Hallucinations & paranoia.
Most people assume hallucinations are always terrifying. That’s not my reality. For me, hallucinations are complicated — and honestly, most of the time they’re comforting.
Sometimes it’s a voice that is just saying hi or some other random words or sounds. Sometimes it’s a presence in the room that feels like company rather than threat. There are nights when a flicker at the edge of my vision feels like a soft hello instead of something to fear. Those moments don’t undo the illness, but they can feel gentle — like an unexpected hand on my shoulder when I need it.
That doesn’t mean they’re always pleasant. Occasionally the hallucinations are intrusive, confusing, or scary. Sometimes they pull me into an unfamiliar place and I have to remind myself that it’s not real. I like to acknowledge my hallucinations, as long as they are not threatening. Acknowledging them has made them a lot less distressing.
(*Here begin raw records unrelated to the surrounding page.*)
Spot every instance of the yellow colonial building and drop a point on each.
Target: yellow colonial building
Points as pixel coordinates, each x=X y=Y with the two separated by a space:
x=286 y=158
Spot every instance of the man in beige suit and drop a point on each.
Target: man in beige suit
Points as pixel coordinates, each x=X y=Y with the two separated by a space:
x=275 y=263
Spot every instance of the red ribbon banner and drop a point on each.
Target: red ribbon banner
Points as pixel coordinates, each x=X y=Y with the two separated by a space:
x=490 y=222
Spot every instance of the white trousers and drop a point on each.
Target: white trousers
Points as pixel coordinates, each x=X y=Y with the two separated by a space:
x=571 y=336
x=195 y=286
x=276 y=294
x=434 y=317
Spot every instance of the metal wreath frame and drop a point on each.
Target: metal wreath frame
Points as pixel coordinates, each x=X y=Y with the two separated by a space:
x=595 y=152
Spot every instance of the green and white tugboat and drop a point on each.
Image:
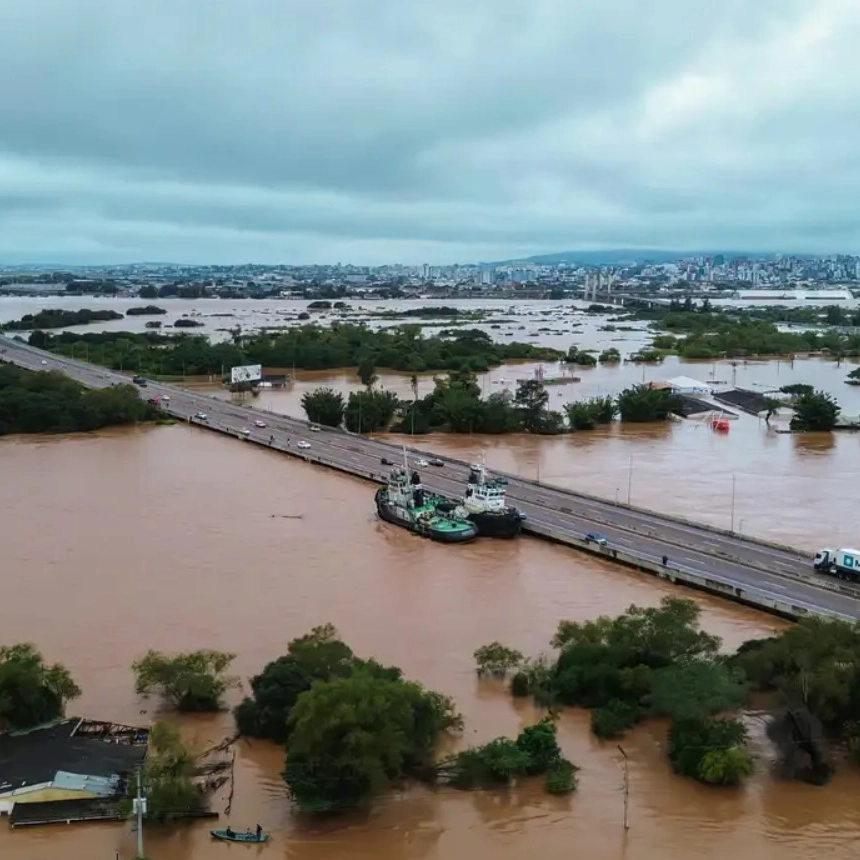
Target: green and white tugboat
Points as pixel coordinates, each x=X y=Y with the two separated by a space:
x=404 y=502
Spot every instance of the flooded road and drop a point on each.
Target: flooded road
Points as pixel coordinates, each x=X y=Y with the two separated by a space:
x=176 y=539
x=788 y=488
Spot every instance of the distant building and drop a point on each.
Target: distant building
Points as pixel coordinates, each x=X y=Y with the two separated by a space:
x=684 y=385
x=74 y=760
x=817 y=296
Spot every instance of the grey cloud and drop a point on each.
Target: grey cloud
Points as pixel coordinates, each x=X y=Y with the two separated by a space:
x=309 y=129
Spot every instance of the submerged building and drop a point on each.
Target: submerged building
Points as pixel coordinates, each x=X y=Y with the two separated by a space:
x=66 y=771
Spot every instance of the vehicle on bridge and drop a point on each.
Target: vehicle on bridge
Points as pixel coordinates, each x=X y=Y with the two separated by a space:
x=843 y=563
But the other parts of schizoaffective and bipolar? Those tend to be harder. The paranoia is the real thief. It’s not loud or dramatic at first — it’s a slow tightening in my chest. A small noise becomes a possibility of danger. My body reacts even when I know, logically, there’s nothing there. The muscles tense, my heart races, and suddenly sleep is a thing I used to do.
When paranoia hits, it keeps me awake. I find myself walking the house at 2 a.m., checking doors and windows, turning on lights to feel a little safer. I sleep with the lights on more nights than I’d like to admit. I get jumpy in public — every glance from a stranger feels too pointed, every whisper a code I haven’t learned. That exhaustion piles up and makes everything else worse.
So yes: the hallucinations are very present. I see, hear, and feel things that aren’t there every single day. Paranoia, though — that’s the part that breaks rhythm, steals sleep, and makes day-to-day living heavy and clipped. It’s what makes me cautious about traveling, about sleeping in strange places, about being alone when my routine is disrupted.
I have nightlights all over the house. I pay attention to if my dog is reacting to a sound in the house. I check in with my extremely supportive wife. I take a mental inventory of my different symptoms throughout the day. These things don’t erase symptoms, but they give me space to keep living my life.
Most people meet me and see a person who goes to work, goes to class, shows up for family. What they don’t see is how much of my energy goes to sorting my inner world from the real one, or how tired I am from being jumpy all the time. I’m not ashamed of it — and I’m not defined by it. I carry these symptoms with me, and I carry on.